The new king would be chosen by the priestess for his virility. The mating of the high priestess and her chosen king was a joyous one if received well by the goddess, and the reward was a fertile Earth. The summer king, who had reigned during the previous year, would not be so joyful—his rule was over, and his fate was death. This would become the chief celebration of the Celtic year, and it occurred on June 24, Midsummer Day.
13
We find this date celebrated from Asia to Ireland. The Celts began to migrate in 2000
B.C.
, and they ranged from India to Ireland, but the practice of the annual choosing of a king might have been even older.

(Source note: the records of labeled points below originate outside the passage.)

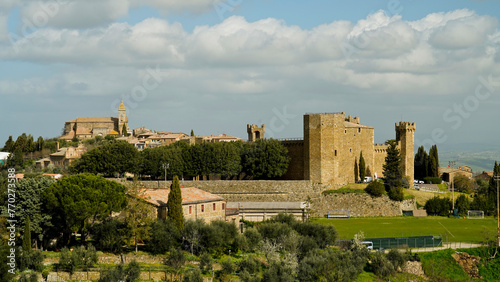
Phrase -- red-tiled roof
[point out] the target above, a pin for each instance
(159, 196)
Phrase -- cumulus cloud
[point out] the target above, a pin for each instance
(73, 13)
(381, 54)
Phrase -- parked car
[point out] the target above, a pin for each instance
(368, 244)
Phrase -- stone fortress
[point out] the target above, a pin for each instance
(89, 127)
(333, 142)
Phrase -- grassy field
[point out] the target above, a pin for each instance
(452, 229)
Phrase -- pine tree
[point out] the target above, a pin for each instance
(174, 204)
(27, 236)
(362, 167)
(40, 144)
(393, 173)
(420, 163)
(432, 170)
(356, 176)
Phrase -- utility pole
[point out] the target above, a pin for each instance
(452, 164)
(497, 179)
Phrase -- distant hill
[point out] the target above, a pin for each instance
(479, 161)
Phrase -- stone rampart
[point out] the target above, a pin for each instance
(295, 191)
(360, 205)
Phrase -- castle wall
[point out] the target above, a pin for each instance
(405, 137)
(379, 154)
(356, 140)
(296, 153)
(294, 191)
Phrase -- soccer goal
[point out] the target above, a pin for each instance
(475, 214)
(339, 214)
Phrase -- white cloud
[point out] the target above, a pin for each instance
(179, 6)
(388, 55)
(73, 13)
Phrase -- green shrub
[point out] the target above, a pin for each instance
(120, 273)
(433, 180)
(438, 206)
(396, 194)
(381, 266)
(375, 189)
(250, 265)
(80, 257)
(110, 235)
(397, 258)
(164, 235)
(441, 266)
(206, 262)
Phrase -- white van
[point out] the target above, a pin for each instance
(368, 244)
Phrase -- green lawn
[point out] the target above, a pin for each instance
(456, 229)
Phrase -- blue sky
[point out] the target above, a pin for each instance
(214, 66)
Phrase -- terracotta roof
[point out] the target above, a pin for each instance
(68, 136)
(265, 205)
(61, 152)
(83, 131)
(93, 119)
(159, 196)
(352, 124)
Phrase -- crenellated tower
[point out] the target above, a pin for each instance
(405, 133)
(255, 132)
(122, 117)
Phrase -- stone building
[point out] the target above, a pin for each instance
(196, 203)
(333, 142)
(89, 127)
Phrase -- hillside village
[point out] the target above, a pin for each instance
(335, 171)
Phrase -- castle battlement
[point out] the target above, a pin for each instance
(405, 125)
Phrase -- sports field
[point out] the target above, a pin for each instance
(452, 229)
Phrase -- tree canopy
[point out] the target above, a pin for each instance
(75, 200)
(393, 172)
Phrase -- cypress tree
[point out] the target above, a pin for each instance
(9, 145)
(368, 171)
(356, 171)
(27, 236)
(393, 173)
(362, 167)
(174, 204)
(124, 130)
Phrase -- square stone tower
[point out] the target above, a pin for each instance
(405, 133)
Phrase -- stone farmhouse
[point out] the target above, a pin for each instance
(331, 145)
(196, 203)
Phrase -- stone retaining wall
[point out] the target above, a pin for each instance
(294, 191)
(360, 205)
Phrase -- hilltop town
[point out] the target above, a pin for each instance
(223, 184)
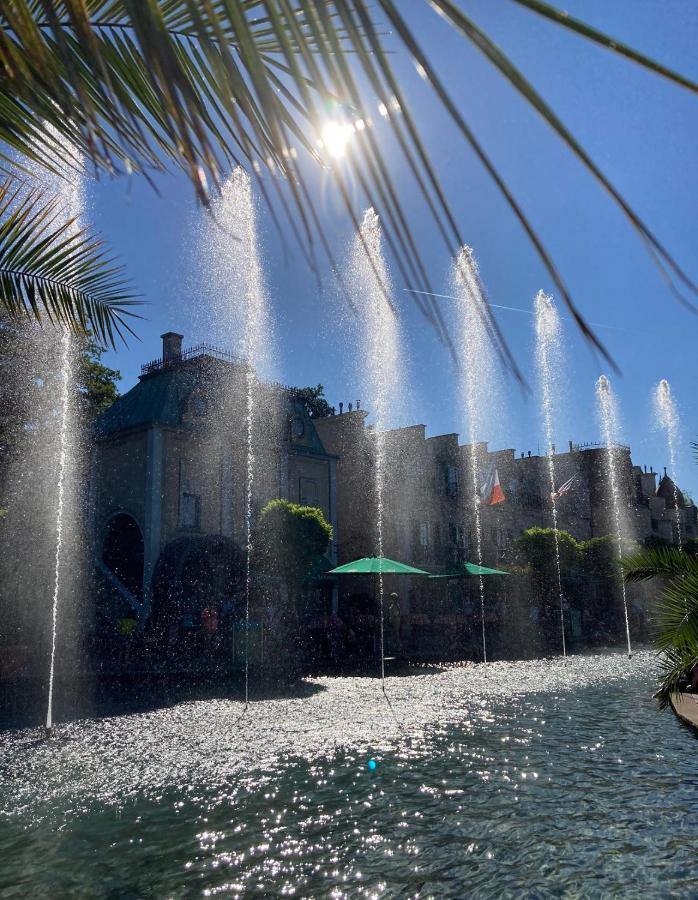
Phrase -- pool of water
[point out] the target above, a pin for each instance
(537, 778)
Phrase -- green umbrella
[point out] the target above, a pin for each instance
(471, 569)
(376, 565)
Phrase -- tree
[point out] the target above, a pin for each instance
(676, 613)
(96, 382)
(205, 86)
(314, 400)
(535, 549)
(292, 539)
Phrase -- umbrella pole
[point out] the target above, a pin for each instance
(382, 632)
(482, 618)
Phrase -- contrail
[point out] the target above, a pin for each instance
(528, 312)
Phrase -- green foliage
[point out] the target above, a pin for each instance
(135, 86)
(535, 550)
(291, 540)
(97, 383)
(677, 610)
(314, 401)
(50, 269)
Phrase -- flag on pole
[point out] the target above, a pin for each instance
(563, 489)
(491, 490)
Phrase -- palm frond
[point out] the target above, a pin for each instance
(564, 19)
(676, 616)
(51, 269)
(137, 85)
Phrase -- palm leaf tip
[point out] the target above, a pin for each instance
(51, 270)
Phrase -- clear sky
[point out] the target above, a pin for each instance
(640, 129)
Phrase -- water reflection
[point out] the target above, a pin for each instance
(504, 780)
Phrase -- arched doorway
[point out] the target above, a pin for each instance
(123, 552)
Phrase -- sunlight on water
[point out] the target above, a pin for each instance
(550, 366)
(510, 779)
(608, 414)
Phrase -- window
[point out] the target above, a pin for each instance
(190, 516)
(308, 492)
(457, 534)
(451, 481)
(424, 534)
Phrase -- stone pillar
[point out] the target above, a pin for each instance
(283, 474)
(226, 492)
(332, 464)
(153, 512)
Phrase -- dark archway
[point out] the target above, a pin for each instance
(194, 573)
(123, 552)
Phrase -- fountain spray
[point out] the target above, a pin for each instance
(549, 362)
(668, 416)
(381, 358)
(608, 414)
(240, 309)
(71, 194)
(479, 383)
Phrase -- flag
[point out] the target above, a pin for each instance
(563, 489)
(491, 491)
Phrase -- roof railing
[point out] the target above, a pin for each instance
(191, 353)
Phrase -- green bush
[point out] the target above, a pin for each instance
(291, 539)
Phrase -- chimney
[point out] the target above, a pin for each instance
(171, 346)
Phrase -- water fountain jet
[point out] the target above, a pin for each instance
(381, 359)
(479, 383)
(668, 417)
(549, 364)
(608, 414)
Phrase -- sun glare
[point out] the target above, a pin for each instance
(335, 137)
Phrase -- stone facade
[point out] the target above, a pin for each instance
(171, 464)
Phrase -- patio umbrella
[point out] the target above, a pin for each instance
(480, 571)
(377, 565)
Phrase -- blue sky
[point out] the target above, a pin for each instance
(641, 130)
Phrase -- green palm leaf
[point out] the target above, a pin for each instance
(51, 269)
(677, 610)
(138, 84)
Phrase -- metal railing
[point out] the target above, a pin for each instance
(192, 353)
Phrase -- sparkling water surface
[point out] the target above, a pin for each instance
(537, 779)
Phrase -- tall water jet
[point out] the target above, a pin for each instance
(479, 383)
(381, 362)
(668, 417)
(549, 365)
(608, 415)
(57, 462)
(240, 316)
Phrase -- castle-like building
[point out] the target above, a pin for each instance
(171, 488)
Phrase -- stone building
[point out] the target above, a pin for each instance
(170, 491)
(170, 486)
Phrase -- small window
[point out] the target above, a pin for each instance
(191, 511)
(424, 534)
(452, 481)
(308, 492)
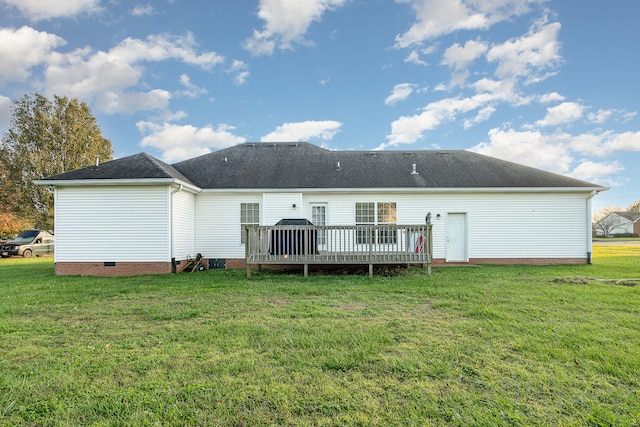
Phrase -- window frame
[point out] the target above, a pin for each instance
(246, 208)
(376, 213)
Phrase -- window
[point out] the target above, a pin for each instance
(249, 215)
(379, 213)
(319, 217)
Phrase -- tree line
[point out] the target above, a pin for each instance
(45, 137)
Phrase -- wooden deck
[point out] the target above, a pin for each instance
(339, 245)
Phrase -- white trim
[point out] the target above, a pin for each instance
(115, 182)
(421, 190)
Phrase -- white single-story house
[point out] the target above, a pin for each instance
(626, 223)
(139, 215)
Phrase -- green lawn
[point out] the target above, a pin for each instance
(487, 346)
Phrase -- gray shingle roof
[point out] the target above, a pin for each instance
(303, 165)
(137, 166)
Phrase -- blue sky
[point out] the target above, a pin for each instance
(549, 84)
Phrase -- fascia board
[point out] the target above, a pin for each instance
(412, 190)
(115, 182)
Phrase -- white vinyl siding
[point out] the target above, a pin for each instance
(103, 224)
(249, 215)
(183, 218)
(499, 225)
(218, 224)
(277, 206)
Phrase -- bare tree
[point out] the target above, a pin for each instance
(606, 220)
(634, 207)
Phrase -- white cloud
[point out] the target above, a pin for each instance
(600, 116)
(23, 49)
(399, 93)
(179, 142)
(459, 57)
(130, 102)
(551, 97)
(414, 57)
(36, 10)
(143, 10)
(240, 70)
(409, 129)
(107, 76)
(594, 171)
(483, 115)
(564, 113)
(534, 52)
(531, 148)
(439, 17)
(5, 111)
(191, 90)
(286, 22)
(304, 131)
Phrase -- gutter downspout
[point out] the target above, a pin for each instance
(589, 226)
(173, 259)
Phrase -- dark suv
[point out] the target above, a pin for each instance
(28, 243)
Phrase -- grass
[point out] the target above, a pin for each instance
(487, 346)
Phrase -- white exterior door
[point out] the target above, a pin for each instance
(319, 217)
(456, 248)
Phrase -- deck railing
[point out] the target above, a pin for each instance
(349, 244)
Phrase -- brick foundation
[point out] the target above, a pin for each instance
(514, 261)
(112, 269)
(140, 268)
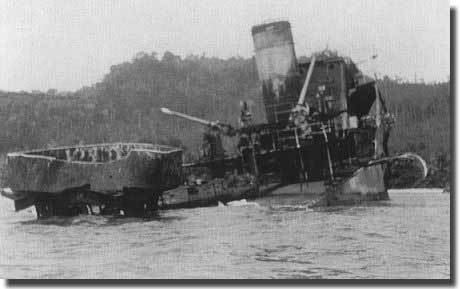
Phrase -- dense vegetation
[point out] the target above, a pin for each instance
(124, 106)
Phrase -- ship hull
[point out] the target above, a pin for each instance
(114, 174)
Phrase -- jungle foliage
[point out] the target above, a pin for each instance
(125, 105)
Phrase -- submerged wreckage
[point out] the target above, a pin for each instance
(327, 129)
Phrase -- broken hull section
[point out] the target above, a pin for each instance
(113, 177)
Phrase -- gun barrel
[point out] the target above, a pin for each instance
(186, 116)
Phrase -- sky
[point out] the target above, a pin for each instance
(66, 45)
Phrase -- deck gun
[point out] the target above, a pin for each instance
(224, 128)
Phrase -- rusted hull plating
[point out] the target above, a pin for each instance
(114, 177)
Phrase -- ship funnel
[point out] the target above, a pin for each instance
(277, 68)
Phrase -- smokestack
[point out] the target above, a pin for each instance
(277, 68)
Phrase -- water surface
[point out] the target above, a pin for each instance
(405, 237)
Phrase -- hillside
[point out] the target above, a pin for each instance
(124, 106)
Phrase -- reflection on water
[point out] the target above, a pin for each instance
(405, 237)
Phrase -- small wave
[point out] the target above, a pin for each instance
(242, 202)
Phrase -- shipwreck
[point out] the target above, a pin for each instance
(326, 133)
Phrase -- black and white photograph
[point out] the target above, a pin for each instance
(220, 140)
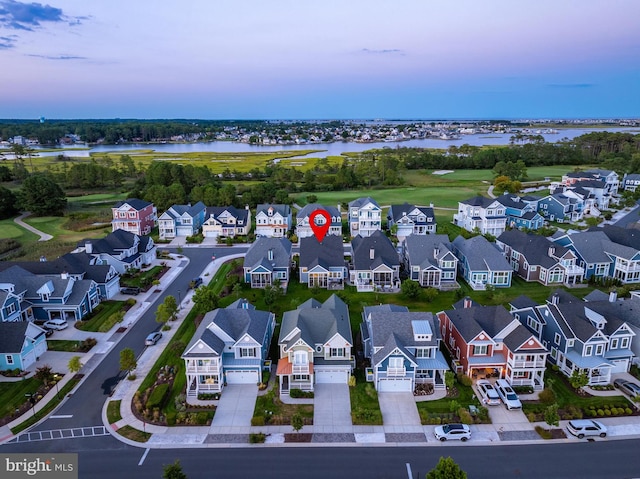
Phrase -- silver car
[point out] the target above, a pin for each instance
(488, 394)
(507, 394)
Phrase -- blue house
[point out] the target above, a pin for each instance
(322, 264)
(181, 220)
(21, 344)
(403, 348)
(481, 263)
(521, 214)
(48, 296)
(267, 260)
(229, 347)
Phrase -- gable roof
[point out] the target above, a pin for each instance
(135, 203)
(317, 323)
(328, 253)
(480, 254)
(258, 252)
(384, 251)
(421, 249)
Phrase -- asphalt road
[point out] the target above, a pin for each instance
(85, 406)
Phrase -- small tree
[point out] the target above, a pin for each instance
(297, 422)
(173, 471)
(551, 416)
(410, 289)
(128, 360)
(578, 379)
(74, 365)
(446, 468)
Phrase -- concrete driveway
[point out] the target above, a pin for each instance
(331, 408)
(399, 409)
(235, 408)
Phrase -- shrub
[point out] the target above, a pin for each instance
(547, 396)
(257, 438)
(158, 396)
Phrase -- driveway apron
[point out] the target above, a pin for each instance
(331, 408)
(235, 408)
(399, 409)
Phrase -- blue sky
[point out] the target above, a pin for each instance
(340, 59)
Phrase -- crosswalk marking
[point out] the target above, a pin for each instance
(53, 434)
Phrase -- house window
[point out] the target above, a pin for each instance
(480, 350)
(336, 352)
(247, 352)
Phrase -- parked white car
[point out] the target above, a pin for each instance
(507, 394)
(488, 394)
(56, 324)
(586, 427)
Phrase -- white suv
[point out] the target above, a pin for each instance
(507, 394)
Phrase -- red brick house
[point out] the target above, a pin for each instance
(134, 215)
(486, 341)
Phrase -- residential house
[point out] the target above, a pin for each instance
(48, 296)
(481, 214)
(273, 220)
(365, 217)
(230, 346)
(21, 345)
(631, 182)
(486, 341)
(181, 220)
(559, 207)
(409, 219)
(315, 345)
(303, 230)
(134, 215)
(78, 265)
(267, 260)
(520, 213)
(579, 337)
(322, 264)
(402, 347)
(535, 258)
(375, 263)
(120, 249)
(481, 263)
(226, 221)
(430, 261)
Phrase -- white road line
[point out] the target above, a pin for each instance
(144, 456)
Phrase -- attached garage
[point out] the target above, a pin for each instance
(242, 377)
(394, 385)
(331, 376)
(619, 366)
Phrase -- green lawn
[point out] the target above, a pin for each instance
(100, 318)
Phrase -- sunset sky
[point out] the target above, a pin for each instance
(293, 59)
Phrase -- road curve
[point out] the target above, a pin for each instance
(19, 222)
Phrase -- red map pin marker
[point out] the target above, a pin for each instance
(320, 231)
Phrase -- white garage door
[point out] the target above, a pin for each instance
(620, 366)
(394, 385)
(242, 377)
(332, 377)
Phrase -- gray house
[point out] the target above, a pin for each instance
(268, 259)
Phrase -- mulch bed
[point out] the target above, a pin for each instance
(298, 437)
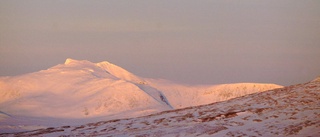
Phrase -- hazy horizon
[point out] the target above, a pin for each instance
(192, 42)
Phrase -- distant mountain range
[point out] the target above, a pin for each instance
(80, 91)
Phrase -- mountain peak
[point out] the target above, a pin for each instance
(70, 60)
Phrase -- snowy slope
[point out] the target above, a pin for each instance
(79, 91)
(289, 111)
(83, 88)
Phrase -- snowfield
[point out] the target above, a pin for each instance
(80, 92)
(289, 111)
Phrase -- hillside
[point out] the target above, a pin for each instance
(80, 91)
(288, 111)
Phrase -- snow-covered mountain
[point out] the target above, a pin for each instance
(79, 90)
(289, 111)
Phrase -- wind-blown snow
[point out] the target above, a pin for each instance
(289, 111)
(79, 90)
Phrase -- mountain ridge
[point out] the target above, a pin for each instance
(82, 89)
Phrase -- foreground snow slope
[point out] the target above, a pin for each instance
(289, 111)
(79, 90)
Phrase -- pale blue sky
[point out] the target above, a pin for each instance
(187, 41)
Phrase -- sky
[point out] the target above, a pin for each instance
(186, 41)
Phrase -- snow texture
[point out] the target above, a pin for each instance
(79, 92)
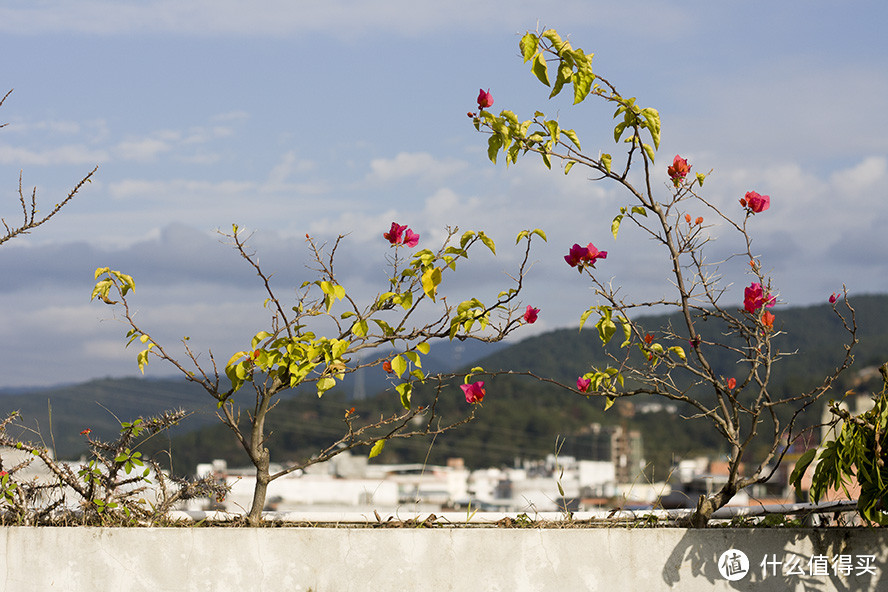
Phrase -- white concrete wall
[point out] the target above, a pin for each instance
(464, 559)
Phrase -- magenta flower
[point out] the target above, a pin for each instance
(582, 256)
(474, 392)
(410, 238)
(754, 298)
(755, 203)
(678, 170)
(401, 235)
(485, 99)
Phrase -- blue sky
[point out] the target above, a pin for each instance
(333, 117)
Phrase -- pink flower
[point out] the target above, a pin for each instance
(754, 298)
(410, 238)
(678, 170)
(401, 235)
(755, 203)
(474, 392)
(582, 256)
(485, 99)
(768, 320)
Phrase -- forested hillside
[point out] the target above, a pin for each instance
(520, 417)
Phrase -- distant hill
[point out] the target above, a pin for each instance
(56, 415)
(519, 418)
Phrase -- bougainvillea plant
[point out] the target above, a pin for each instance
(291, 352)
(664, 203)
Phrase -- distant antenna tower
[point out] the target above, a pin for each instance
(360, 392)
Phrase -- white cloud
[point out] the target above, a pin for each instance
(142, 150)
(418, 164)
(71, 154)
(336, 17)
(178, 188)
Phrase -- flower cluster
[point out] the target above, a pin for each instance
(474, 392)
(582, 256)
(755, 203)
(755, 298)
(678, 170)
(401, 235)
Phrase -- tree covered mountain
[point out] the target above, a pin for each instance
(520, 417)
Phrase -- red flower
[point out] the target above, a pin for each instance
(582, 256)
(678, 170)
(474, 392)
(485, 99)
(755, 203)
(401, 235)
(754, 298)
(410, 238)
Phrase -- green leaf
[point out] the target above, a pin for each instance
(615, 225)
(572, 136)
(431, 278)
(260, 336)
(679, 351)
(652, 117)
(582, 81)
(606, 328)
(649, 151)
(377, 448)
(405, 390)
(399, 365)
(528, 46)
(494, 143)
(586, 315)
(540, 70)
(488, 242)
(795, 478)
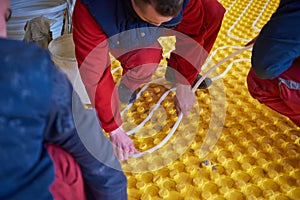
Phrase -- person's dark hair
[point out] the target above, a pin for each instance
(163, 7)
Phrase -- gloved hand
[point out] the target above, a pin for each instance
(184, 99)
(122, 144)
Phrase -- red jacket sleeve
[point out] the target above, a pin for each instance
(92, 54)
(195, 37)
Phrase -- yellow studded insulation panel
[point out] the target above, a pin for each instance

With the Bronze Age, more modern man discovered that he was at least as important as the female in the continuity of life and fertility. The sun (male) cults took ascendance over the moon (female) cults, but the change was not abrupt. The Achaean peoples of early Greece had had a female-dominated culture that survived in the Olympic Games. The old king, often called Hercules (from his devotion to Hera, the Mother Goddess), was put to death. The new king, “Green Zeus,” mated with the winner of the footrace. The death of the old king (not necessarily an old man) was a sacrifice to the goddess and was meant to preserve the fertility cycle.
14

As the celebration was further modernized, the king sacrificed his first-born son instead of himself. The biblical representation of Abraham and Isaac suggests a break with the lunar cults of ancient Judaism, which demanded that a son of the king be murdered. God (now decidedly a male) stopped Abraham at the last moment and said he no longer required
such a ritual. In the more “civilized” world, an animal sacrifice was made in place of the ritual murder of a living person. The animal would placate the god or goddess, dying in expiation for the people’s sins. The scapegoat was put to death for the faults of every person.